Donnerstag Pokal-Viertelfinale in Berlin

Eine Herren-Handballmannschaft in weißen Trikots bereitet sich in einer Halle auf ein Spiel vor. Die Zuschauer schauen von den Tribünen im Hintergrund zu.Am kommenden Donnerstag bestreitet der THW Kiel das letzte K.o.-Spiel des Jahres. Im Viertelfinale des DHB-Pokals reisen die Titelverteidiger aus Kiel zum Deutschen Meister Füchse Berlin und treffen in dieser Spielzeit zum dritten Mal nach dem nach Siebenmeter-Werfen verlorenen Supercup und der knappen 29:32-Bundesliga-Niederlage im November auf das Team von Superstar Mathias Gidsel. Wie schon bei den ersten beiden Duellen werden auch am Donnerstag die Schiedsrichter Robert Schulze und Tobias Tönnies heißen. Wer die Zebras in der Hauptstadt unterstützen möchte, bekommt im Online-Ticketshop des Meisters noch Eintrittskarten. "Der Pokal hat oft seine eigenen Gesetze", sagt THW-Trainer Filip Jicha, der gesteht: "Natürlich hätten wir lieber zu Hause gespielt, aber wir müssen die Herausforderung eben so nehmen, wie sie kommt." Dyn  überträgt das Pokal-Viertelfinale live. Weiter geht’s in Berlin, Kiel!

Text: Reimer Plöhn / Fotos: TBV/Sascha Cohen

DAIKIN Handball-Bundesliga, 17. Spieltag: TBV Lemgo Lippe - THW Kiel: 23:23 (10:9)
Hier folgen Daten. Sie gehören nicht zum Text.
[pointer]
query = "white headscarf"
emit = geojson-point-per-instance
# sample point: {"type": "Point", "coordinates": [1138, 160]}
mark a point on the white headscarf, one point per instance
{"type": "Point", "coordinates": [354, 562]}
TBV Lemgo Lippe: Möstl (1.-60., 13 Paraden), Kastelic (n.e.); Hutecek (4), Theilinger, Zehnder (8/2), Mudrow, Simak (1), Schagen (1), Carstensen, Suton (4), Willecke (2), Versteijnen (3), Wagner, Faust; Trainer: Kehrmann
THW Kiel: Perez de Vargas (n.e.),Wolff (1.-60., 15 Paraden); Duvnjak (2), Reinkind (2), Landin (1), J. Dahmke (n.e.), Laube (n.e.), Johansson (5), Ankermann (n,e,), R. Dahmke, Zerbe (5/2), Bilyk, Pekeler, á Skipagötu (6), Nacinovic (2); Trainer: Jicha

Schiedsrichter: Fabian Baumgart / Philipp Dinges
Zeitstrafen: TBV: 2 (2x Wagner (11., 37.)) / THW: 1 (Dahmke (23.))
Siebenmeter: TBV: 2/2/ THW: 4/3 (Zerbe an die Latte (28.))
Spielfilm: 2:0 (5.), 2:4 (9.), 3:6 (12.), 5:8 (20.), 6:9 (23.), 10:9;
2. Hz:. 12:9 (33.), 13:11, 15:11 (41.), 16:12 (43.), 16:14 (45.), 18:15 (47.), 18:17 (49.), 20:17 (51.), 20:20 (53.), 21:22 (58.), 22:23 (60.), 23:23
Zuschauer: 4520 (ausverkauft) (Phoenix Contact Arena, Lemgo)

Stimmen zum Spiel: 

THW-Trainer Filip Jicha: Es war ein unglaublich intensives Spiel, das wir gesehen haben. Wir wussten, dass der TBV auf einer Erfolgswelle reitet, mit sehr viel Selbstbewusstsein agieren würde und eine Einheit mit den Zuschauern bildet. Uns war klar, dass wir nicht viele Angriffe zur Verfügung haben würden und dass mit den vier Rückraumspielern sehr, sehr viel Arbeit auf uns zukommen. Genau so war es auch: Es war eine wahre Abwehrschlacht, ich bin stolz darauf, was für eine unglaubliche Abwehr meine Jungs hingestellt haben - mit einem starken Andi dahinter. Das gleiche hat aber auch Lemgo gemacht, sehr antizipativ gedeckt mit einem Simak, der das stark löst, Stürmerfouls zieht und Lücken schließt. In der ersten Halbzeit setzen wir unseren Matchplan bis zur 20. Minute gut um, dann machen wir zehn Minuten kein Tor bekommen nach 9:6 das 9:10. Da hatten wir Ballverluste, haben unsere Chancen nicht genutzt und auch ein wenig den Mut verloren. Unser Ansatz für die zweite Halbzeit war dann, mit Sieben gegen Sechs durchzuspielen, solange unsere Kräfte halten. Lemgo lag mit vier Toren vorn, dann haben wir gebastelt. Elias in den rechten Rückraum gestellt, Dule auf die Mitte. Mit dieser Formation sind wir wieder zum Abschluss gekommen. Wir haben uns zurückgefightet, und das bedeutet was für uns! Denn heute morgen ist Petter mit Fieber aufgewacht, er sollte eigentlich 60 Minuten durchspielen, weil er momentan unser einziger Mittelblocker ist, der wirklich fit war: Laube ist sehr stark angeschlagen, Peke ist gerade erst wieder zurück. Die letzte Situation haben wir nicht cool genug durchgespielt, damit Zebu einen Alles-oder-Nichts-Wurf bekommt. Aber wir nehmen einen Big Point mit nach Hause, das müssen andere Mannschaften uns erst einmal nachmachen.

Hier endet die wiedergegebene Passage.